Und plötzlich war es … still.

Kranksein ist doof. Und kommt auch nie gelegen. Am Freitag war meine Welt noch soweit in Ordnung, nur abends auf dem Sofa zwickte mein Magen ein bisschen. Als ich ins Bett ging, war aber wieder alles ok. Bis ich am Samstagmorgen um fünf aufwachte und fiese Magenschmerzen hatte. Ein bisschen fühlte es sich an, als habe sich ein Elefant auf meinem Bauch niedergelassen. Zwar war mir nicht schlecht, aber der Magen brannte, zwickte, klemmte und verdarb mir gehörig die Laune. Ich schleppte mich mehr schlecht als recht durch den Samstag, aß kaum etwas außer Zwieback und Tee und guckte leidend.

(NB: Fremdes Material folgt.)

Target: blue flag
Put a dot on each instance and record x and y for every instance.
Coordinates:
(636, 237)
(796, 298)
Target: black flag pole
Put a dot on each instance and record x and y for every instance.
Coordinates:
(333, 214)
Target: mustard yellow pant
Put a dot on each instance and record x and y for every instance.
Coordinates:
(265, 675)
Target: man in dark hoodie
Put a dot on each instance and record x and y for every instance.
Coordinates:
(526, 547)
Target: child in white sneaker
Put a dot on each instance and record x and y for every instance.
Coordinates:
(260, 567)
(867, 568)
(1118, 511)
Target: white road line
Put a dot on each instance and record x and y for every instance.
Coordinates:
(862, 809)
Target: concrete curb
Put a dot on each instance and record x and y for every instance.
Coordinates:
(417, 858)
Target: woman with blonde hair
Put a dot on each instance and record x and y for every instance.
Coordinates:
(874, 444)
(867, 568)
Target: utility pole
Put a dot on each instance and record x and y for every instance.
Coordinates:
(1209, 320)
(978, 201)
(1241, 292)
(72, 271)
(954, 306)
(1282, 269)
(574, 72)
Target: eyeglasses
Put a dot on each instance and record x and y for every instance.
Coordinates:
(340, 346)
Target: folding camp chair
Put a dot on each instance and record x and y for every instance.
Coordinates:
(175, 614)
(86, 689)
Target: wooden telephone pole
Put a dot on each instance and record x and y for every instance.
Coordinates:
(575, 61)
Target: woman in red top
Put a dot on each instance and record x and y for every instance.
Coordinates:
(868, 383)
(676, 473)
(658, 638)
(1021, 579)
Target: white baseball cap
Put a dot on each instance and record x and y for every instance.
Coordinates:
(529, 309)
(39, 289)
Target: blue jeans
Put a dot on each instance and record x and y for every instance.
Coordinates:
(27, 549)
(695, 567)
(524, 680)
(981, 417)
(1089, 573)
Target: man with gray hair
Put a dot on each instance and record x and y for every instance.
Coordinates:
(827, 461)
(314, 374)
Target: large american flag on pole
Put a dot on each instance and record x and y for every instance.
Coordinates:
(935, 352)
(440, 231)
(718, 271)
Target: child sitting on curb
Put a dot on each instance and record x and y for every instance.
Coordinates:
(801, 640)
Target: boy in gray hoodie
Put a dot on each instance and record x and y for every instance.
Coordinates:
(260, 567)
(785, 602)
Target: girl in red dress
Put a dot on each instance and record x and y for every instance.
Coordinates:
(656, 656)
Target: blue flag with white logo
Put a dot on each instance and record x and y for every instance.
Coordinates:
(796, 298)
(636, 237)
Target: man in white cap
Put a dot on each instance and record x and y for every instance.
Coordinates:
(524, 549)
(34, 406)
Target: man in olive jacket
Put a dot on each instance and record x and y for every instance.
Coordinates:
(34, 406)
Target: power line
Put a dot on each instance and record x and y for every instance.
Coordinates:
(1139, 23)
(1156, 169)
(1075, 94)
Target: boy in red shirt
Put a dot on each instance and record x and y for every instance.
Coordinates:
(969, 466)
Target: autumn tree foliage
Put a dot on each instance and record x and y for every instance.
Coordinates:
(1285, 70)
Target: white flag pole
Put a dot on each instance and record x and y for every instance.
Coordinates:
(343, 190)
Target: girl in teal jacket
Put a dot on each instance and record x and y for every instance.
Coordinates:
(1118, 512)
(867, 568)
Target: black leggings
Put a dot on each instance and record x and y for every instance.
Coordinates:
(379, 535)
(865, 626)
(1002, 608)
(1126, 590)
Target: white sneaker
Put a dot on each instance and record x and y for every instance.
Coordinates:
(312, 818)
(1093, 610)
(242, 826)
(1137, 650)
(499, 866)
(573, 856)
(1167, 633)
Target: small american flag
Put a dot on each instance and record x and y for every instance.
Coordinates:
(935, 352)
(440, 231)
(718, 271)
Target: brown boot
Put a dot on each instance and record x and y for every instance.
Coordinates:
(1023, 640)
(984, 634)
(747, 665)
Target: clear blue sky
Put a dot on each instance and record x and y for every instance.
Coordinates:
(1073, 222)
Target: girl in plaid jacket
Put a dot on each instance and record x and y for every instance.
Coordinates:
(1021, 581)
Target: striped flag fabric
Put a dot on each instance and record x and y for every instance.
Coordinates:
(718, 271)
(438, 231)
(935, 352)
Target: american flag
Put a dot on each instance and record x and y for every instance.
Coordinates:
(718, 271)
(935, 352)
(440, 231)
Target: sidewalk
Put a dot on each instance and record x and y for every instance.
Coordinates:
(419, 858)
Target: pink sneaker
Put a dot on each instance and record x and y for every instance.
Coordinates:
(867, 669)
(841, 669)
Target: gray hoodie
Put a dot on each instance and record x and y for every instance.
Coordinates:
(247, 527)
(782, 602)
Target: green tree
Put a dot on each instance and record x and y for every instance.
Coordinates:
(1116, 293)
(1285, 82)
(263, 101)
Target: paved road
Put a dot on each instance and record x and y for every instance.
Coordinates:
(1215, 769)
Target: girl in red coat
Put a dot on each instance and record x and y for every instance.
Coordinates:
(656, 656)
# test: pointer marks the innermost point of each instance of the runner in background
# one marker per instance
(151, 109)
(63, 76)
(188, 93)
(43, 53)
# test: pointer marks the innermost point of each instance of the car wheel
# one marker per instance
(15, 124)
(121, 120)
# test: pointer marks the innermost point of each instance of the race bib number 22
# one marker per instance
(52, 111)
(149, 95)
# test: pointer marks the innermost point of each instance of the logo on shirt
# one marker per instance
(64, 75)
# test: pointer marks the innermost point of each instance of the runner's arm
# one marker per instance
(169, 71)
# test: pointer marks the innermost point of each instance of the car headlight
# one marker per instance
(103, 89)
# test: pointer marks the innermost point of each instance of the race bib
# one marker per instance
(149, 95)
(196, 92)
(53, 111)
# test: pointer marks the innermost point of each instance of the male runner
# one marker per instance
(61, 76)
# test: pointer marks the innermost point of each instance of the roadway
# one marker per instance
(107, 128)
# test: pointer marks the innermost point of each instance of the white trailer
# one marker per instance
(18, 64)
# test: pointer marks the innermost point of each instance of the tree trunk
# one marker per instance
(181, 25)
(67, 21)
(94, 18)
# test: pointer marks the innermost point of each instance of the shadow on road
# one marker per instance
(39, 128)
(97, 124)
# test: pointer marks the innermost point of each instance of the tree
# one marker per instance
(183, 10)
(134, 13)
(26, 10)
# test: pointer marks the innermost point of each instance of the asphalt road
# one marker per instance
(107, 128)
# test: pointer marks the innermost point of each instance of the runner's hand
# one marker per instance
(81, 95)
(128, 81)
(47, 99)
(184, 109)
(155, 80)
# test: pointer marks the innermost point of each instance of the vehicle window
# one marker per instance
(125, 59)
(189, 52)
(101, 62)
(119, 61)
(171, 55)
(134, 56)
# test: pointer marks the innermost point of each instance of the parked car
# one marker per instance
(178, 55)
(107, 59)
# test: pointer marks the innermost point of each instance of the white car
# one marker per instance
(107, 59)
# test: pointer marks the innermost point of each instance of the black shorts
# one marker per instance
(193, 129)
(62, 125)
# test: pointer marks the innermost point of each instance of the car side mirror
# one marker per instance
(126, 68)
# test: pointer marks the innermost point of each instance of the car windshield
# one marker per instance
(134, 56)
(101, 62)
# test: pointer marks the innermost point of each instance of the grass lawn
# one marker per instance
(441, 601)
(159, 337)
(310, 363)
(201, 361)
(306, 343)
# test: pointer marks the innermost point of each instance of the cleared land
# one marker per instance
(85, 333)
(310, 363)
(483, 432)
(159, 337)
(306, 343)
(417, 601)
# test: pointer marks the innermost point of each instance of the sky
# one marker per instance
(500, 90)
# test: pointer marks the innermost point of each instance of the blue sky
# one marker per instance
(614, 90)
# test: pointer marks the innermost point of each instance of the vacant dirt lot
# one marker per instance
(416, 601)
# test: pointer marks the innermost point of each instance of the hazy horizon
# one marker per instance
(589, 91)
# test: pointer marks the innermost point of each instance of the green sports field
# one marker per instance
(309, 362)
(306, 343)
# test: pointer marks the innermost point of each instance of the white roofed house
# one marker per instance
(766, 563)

Letzteres kann ich gut.

Am Sonntag stand eine Konfirmation in Freiburg an, zu der ich echt gern gegangen wäre. Aber weil die Nacht von Samstag auf Sonntag nicht gerade erholsam war und die Aussicht, in Freiburg ein Bett für zwischendurch zu finden gegen Null tendierte, beschloss ich schweren Herzens, daheim zu bleiben und meine Familie alleine fahren zu lassen. Meine vier anderen Mitbewohner machten sich also morgens kurz nach acht auf und ließen mich mit guten Wünschen allein daheim zurück. Ich hörte, wie die Tür ins Schloss fiel. Dann das Auto die Straße runter fahren. Und dann war es still. Die erste Stunde verbrachte ich im Bett. Kurz nach neun stand ich auf und aß vorsichtig meinen Zwieback. Mein Magen quittierte das wohlwollend und ich legte mich aufs Sofa. Falls jemand wissen will, was das Fernsehprogramm sonntags so bietet: Dokumentationen über den 1. Weltkrieg. Dokumentationen über den 2. Weltkrieg. Autorennen. Dokumentationen über Eisengießereien, Raumfahrttechnik, das Leben und Aussterben der Mammuts, klassische Konzerte und amerikanische Comedy mit eingespieltem Beifall. Also echte Highlights. Ich schaltete die Glotze aus und begann zu lesen. Guckte auf die Uhr. Kurz vor elf. Als das Telefon zwischendurch klingelte, fiel ich fast von der Couch vor Schreck. Ich pendelte zwischen Bett und Sofa hin und her, manchmal in der irrigen Hoffnung, der andere Fernseher würde ein besseres Programm bieten. Ich streamte alte Folgen von Pfarrer Braun, die ich aber alle schon kannte. Ich begann einen Radio-Tatort und aß vorsichtig einen Teller Suppe. Dann war schon vierzehn Uhr vorbei. Wer jetzt die Hoffnung auf eine spannende Pointe noch nicht aufgegeben hat, den möchte ich jetzt enttäuschen – es passierte gestern in meinem Leben absolut gar nichts. Mein Magen war der aktivste Teil meines Körpers und der war so gut wie still. Zwischendurch wurde ich mit Fotos von der Feier auf dem Laufenden gehalten und recht detailverliebt über das umfassende Nachspeisenbüffet informiert, das ich verpasste. Als meine Lieben dann gestern abend um sieben endlich endlich wieder zur Tür hereinkamen, fühlte ich mich wie ein ausgesetzter Hund, der nach zwei Wochen seine Familie wieder sieht. Hätte ich einen Schwanz, ich hätte begeistert damit gewedelt und alle freudig abgeleckt. Und dann wurde mir bewusst, dass ich – außer bei kurzen Telefonaten – fast elf Stunden geschwiegen hatte. Geschadet hat mir das sicher nichts. Aber es war eine ungewohnte Erfahrung.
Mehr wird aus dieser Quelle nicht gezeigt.